After the case of Indian Rupee and Chinese Yuan, in this article we analyze how variables such as trade flows, direct investments, portfolio investments and foreign exchange reserves affect the movements of the greenback.

2011-2019: the dynamics of the dollar

As you can see in the graph below, from mid-2011 to the first half of 2014 the dollar showed a mild strengthening. Then, between the second half of 2014 and the end of 2016, it entered a phase of significant appreciation; in this period the US economy grew on average faster than the other developed economies, e.g. the Eurozone and Japan.

US Dollar – Effective exchange rate

tasso di cambio effettivo dollaro

The weakening of the dollar started with Donald Trump, at the beginning of 2017, and went on until the first months of 2018, when US rates hikes welcomed a new phase of strengthening for the greenback.

2019 seems to have started with a slight weakening of the dollar compared to the end of 2018: -1.3% in terms of effective exchange rate in the first 3 months of the new year, according to the latest data released on Exportplanning.

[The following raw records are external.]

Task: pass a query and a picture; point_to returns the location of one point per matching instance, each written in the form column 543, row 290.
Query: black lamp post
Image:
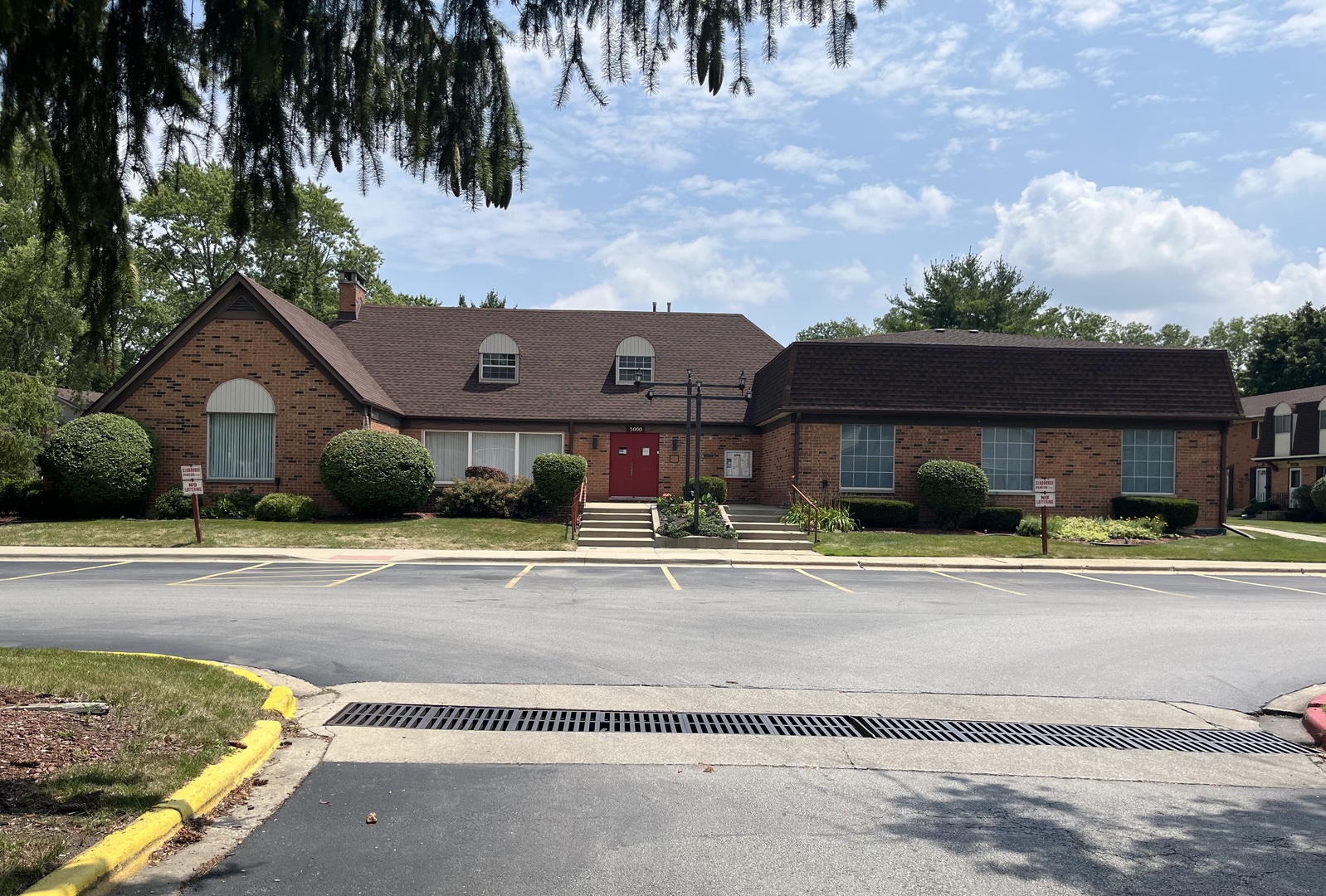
column 695, row 392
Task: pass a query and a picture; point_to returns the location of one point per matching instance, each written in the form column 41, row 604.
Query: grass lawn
column 168, row 720
column 1284, row 525
column 401, row 534
column 1219, row 548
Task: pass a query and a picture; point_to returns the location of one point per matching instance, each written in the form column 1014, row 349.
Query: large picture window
column 241, row 432
column 1148, row 461
column 511, row 452
column 866, row 463
column 1008, row 457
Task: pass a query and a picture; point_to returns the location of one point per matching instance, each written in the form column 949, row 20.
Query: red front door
column 634, row 472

Among the many factors, the dollar could have been affected by the Fed's slowdown in the normalization of monetary policy, which has taken place in recent months.

Exchange rate movements: factors at play

The dynamic graph shown above examines the trends of the greenback in terms of effective exchange rate, from 2011-Q1 to 2018-Q3. For each period, the graph highlights which factors have been driving the weakening or strengthening of the currency: we analyze the role of trade flows, direct investments, portfolio investments and foreign exchange reserves.

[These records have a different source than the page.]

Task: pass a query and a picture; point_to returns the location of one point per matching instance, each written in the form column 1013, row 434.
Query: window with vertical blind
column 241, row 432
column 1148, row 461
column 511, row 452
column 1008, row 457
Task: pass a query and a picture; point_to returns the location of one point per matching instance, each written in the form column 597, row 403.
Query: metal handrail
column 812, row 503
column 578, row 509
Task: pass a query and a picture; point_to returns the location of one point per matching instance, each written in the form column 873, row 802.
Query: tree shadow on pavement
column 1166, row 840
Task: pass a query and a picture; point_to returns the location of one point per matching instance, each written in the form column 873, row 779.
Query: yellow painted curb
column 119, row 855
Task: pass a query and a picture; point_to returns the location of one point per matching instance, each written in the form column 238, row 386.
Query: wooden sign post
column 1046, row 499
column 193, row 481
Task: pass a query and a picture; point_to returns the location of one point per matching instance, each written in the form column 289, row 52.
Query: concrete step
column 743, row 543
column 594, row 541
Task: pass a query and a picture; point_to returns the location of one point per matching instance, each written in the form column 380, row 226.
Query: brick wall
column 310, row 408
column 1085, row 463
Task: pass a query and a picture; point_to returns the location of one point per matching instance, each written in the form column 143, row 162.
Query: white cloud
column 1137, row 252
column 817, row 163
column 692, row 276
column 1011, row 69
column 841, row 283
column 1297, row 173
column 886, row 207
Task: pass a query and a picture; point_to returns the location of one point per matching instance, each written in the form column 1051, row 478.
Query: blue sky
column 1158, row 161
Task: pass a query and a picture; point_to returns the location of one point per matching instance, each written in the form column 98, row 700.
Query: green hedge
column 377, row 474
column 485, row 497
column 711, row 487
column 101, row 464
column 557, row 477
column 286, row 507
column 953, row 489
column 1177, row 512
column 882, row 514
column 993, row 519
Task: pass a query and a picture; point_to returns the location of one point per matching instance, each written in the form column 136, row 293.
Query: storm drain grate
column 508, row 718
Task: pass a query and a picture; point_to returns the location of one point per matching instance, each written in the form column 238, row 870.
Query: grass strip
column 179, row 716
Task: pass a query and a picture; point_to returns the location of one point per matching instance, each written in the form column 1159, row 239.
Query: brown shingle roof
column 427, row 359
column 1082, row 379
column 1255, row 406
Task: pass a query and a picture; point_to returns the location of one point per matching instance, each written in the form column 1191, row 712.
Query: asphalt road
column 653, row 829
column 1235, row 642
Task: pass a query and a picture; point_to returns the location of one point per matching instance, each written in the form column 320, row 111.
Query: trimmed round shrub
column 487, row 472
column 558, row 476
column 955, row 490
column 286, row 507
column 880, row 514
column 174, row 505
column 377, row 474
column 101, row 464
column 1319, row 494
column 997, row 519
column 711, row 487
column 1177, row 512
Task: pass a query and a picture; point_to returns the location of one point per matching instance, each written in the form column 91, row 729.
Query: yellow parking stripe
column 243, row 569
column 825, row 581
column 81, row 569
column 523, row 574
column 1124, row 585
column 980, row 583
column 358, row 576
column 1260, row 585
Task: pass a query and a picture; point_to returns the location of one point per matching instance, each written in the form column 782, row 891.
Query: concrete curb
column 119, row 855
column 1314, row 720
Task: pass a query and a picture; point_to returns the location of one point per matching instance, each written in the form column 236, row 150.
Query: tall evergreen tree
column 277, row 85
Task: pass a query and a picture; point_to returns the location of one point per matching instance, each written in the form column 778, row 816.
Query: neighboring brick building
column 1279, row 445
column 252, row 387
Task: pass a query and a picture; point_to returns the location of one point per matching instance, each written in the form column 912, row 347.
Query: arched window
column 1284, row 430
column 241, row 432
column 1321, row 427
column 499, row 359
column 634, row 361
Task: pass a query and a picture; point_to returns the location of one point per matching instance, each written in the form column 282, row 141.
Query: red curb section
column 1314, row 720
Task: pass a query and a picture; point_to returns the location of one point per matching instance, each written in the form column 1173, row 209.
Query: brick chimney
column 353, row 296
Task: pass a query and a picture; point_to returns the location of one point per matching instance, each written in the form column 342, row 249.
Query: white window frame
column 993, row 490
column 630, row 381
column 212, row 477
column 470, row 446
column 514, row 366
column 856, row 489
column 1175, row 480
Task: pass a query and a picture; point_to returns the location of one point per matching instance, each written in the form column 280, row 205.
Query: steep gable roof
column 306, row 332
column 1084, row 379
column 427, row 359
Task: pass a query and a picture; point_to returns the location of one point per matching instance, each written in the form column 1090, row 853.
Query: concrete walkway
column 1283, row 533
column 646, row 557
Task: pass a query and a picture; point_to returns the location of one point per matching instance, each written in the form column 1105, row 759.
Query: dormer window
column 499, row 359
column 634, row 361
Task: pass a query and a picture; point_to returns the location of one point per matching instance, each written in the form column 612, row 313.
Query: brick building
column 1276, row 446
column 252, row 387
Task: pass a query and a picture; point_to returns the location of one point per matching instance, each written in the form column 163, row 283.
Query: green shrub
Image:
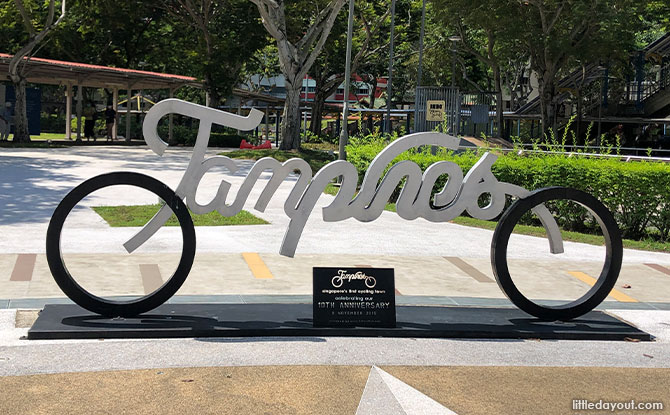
column 637, row 193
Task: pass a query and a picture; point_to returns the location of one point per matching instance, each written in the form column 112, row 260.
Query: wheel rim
column 105, row 306
column 607, row 278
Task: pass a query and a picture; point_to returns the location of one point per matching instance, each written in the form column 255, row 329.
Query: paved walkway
column 434, row 264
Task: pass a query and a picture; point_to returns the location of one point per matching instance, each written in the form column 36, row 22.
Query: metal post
column 304, row 113
column 344, row 134
column 421, row 35
column 267, row 123
column 68, row 112
column 130, row 92
column 389, row 89
column 115, row 107
column 277, row 129
column 420, row 70
column 171, row 120
column 80, row 97
column 639, row 66
column 600, row 111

To sum up, the factors that show a key role in the period examined in the graph are basically two: when the dollar appreciates, a fundamental role is played by portfolio investments inflows, given the strong ability of the US economy to attract capital, while in the phases of depreciation current account deficit plays a major role.

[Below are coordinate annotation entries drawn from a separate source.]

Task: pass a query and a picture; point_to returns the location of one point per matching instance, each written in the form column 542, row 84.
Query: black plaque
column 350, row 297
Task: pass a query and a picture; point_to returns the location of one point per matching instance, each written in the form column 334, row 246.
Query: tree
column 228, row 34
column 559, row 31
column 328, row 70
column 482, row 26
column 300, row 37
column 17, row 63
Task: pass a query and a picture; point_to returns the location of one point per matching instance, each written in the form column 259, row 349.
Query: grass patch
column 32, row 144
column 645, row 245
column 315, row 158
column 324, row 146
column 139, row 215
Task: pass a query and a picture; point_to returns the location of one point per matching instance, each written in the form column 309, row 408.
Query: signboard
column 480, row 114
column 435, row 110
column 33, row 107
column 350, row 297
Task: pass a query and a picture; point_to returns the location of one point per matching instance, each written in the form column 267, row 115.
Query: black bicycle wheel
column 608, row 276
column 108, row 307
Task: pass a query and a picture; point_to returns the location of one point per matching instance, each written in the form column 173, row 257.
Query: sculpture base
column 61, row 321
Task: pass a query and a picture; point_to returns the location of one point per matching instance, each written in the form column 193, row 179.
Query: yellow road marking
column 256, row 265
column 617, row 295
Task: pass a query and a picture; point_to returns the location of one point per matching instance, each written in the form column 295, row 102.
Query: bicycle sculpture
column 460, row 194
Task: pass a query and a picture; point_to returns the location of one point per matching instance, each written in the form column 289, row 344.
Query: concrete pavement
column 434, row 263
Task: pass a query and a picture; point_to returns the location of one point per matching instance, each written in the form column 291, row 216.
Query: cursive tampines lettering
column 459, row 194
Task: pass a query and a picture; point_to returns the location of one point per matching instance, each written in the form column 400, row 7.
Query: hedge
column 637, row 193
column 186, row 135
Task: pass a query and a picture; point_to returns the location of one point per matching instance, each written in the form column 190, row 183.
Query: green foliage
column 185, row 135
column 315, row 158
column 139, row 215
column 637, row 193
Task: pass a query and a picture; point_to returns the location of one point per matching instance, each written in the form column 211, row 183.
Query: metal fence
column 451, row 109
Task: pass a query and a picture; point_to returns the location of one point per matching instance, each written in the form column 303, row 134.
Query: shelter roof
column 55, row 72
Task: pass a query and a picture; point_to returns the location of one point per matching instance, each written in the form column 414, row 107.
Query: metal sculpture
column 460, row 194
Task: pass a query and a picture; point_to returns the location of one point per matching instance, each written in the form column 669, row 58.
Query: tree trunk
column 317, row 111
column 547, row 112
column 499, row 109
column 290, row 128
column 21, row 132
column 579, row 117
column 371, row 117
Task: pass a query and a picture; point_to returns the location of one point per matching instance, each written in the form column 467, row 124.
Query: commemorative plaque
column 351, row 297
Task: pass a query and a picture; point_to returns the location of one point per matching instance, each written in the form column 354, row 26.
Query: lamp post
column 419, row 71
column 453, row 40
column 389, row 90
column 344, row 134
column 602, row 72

Anyways, these elements alone are not sufficient to explain the dynamics of the dollar, which is obviously influenced by monetary policy and market expectations, as well as by the fundamental role of the dollar as a reserve currency. As a matter of fact, it is the "privilege" role of the dollar in the international monetary system that makes such a large current account deficit sustainable, since a deficit in terms of trade is compensated by a huge influx of capital, not only linked to the attractiveness of the US economy, but also to the role of the dollar as reserve currency.